The door opened and Emeline Berry appeared on the threshold.

"Come right in, Grace," she called. "Mrs. Prince wants you to. She's ahollerin' for you to hurry up."

"Good-by," said the minister.

"Good-by. Thank you again. It was very kind of you to say this."

"No, no. I mean it."

"I know; that was why it was so kind. Good-by."

She held out her hand and he took it. He knew that his was trembling, but so, too, was hers. The hands fell apart. Grace entered the house and John Ellery went out at the gate.

That night Keziah, in the sitting room, trying to read, but finding it hard to keep her mind on the book, heard her parson pacing back and forth over the straw-matted floor of his chamber. She looked at the clock; it was nearly twelve. She shut the book and sighed. Her well-meant words of consolation had been a mistake, after all. She should not have spoken Grace Van Horne's name.

CHAPTER XVI

IN WHICH THE MINISTER BOARDS THE SAN JOSE

"Hey, Mr. Ellery!"

It was Captain Zeb Mayo who was calling. The captain sat in his antique chaise, drawn by the antique white horse, and was hailing the parsonage through a speaking trumpet formed by holding both his big hands before his mouth. The reins he had tucked between the edge of the dashboard and the whip socket. If he had thrown them on the ground he would still have been perfectly safe, with that horse.
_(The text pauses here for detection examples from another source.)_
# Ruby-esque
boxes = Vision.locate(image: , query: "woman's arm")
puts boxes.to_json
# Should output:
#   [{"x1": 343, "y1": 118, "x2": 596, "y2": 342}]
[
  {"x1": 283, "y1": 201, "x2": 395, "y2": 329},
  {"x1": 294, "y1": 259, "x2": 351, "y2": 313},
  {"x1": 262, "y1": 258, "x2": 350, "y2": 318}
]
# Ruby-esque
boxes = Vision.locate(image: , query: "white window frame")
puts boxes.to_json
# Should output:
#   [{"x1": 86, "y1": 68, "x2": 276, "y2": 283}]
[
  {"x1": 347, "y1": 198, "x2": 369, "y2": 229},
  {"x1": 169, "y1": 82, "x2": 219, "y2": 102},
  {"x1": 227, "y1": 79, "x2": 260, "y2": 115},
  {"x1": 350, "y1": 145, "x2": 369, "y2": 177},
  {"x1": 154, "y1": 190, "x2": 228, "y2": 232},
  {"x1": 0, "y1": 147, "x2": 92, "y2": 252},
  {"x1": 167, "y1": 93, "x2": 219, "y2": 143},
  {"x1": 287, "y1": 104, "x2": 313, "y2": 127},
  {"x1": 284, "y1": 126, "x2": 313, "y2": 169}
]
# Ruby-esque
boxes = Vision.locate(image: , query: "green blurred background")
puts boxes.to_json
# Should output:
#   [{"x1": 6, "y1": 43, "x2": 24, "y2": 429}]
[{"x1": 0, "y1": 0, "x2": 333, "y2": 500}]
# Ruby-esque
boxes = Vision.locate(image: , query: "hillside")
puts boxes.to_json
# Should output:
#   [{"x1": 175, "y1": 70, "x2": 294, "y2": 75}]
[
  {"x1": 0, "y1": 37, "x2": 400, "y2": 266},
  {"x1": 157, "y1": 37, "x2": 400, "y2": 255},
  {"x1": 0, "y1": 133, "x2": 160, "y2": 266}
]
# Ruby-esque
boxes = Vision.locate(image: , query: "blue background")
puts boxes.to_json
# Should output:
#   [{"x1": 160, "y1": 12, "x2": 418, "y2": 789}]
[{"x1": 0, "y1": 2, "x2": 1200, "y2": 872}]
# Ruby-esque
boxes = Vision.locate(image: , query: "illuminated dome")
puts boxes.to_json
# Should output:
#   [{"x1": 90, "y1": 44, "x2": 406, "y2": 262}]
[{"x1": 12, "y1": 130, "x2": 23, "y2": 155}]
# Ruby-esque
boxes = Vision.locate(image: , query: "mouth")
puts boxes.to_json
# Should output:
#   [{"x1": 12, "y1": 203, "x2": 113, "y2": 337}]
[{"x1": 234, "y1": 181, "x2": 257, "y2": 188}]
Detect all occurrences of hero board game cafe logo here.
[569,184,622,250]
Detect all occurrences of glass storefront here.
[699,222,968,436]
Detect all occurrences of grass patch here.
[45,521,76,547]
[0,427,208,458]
"Mr. Ellery, ahoy!" roared Captain Zeb through his hands.

The window of Zoeth Peters's house, next door to the Regular church, was thrown up and Mrs. Peters's head, bound with a blue-and-white handkerchief in lieu of a sweeping cap, was thrust forth into the crisp March air.

"What is it, Cap'n Mayo?" screamed Mrs. Peters. "Hey?"

"Hey?" repeated Captain Zeb, peering round the chaise curtain. "Who's that?"

"It's me. Is somebody dead?"

"Who's me? Oh! No, Hettie, nobody's dead, though I'm likely to bust a blood vessel if I keep on yellin' much longer. Is the parson to home?"

"Hey?"

"Oh, heavens alive! I say is—Ha, there you be, Mr. Ellery. Mornin', Keziah."

The minister and Mrs. Coffin, the former with a napkin in his hand, had emerged from the side door of the parsonage and now came hurrying down to the gate.

"Land of Goshen!" exclaimed the captain, "you don't mean to tell me you ain't done breakfast yet, and it after seven o'clock. Why, we're thinkin' about dinner up to our house."

Keziah answered. "Yes," she said, "I shouldn't wonder. Your wife tells me, Zeb, that the only time you ain't thinkin' about dinner is when you think of breakfast or supper. We ain't so hungry here that we get up to eat in the middle of the night. What's the matter? Hettie Peters is hollerin' at you; did you know it?"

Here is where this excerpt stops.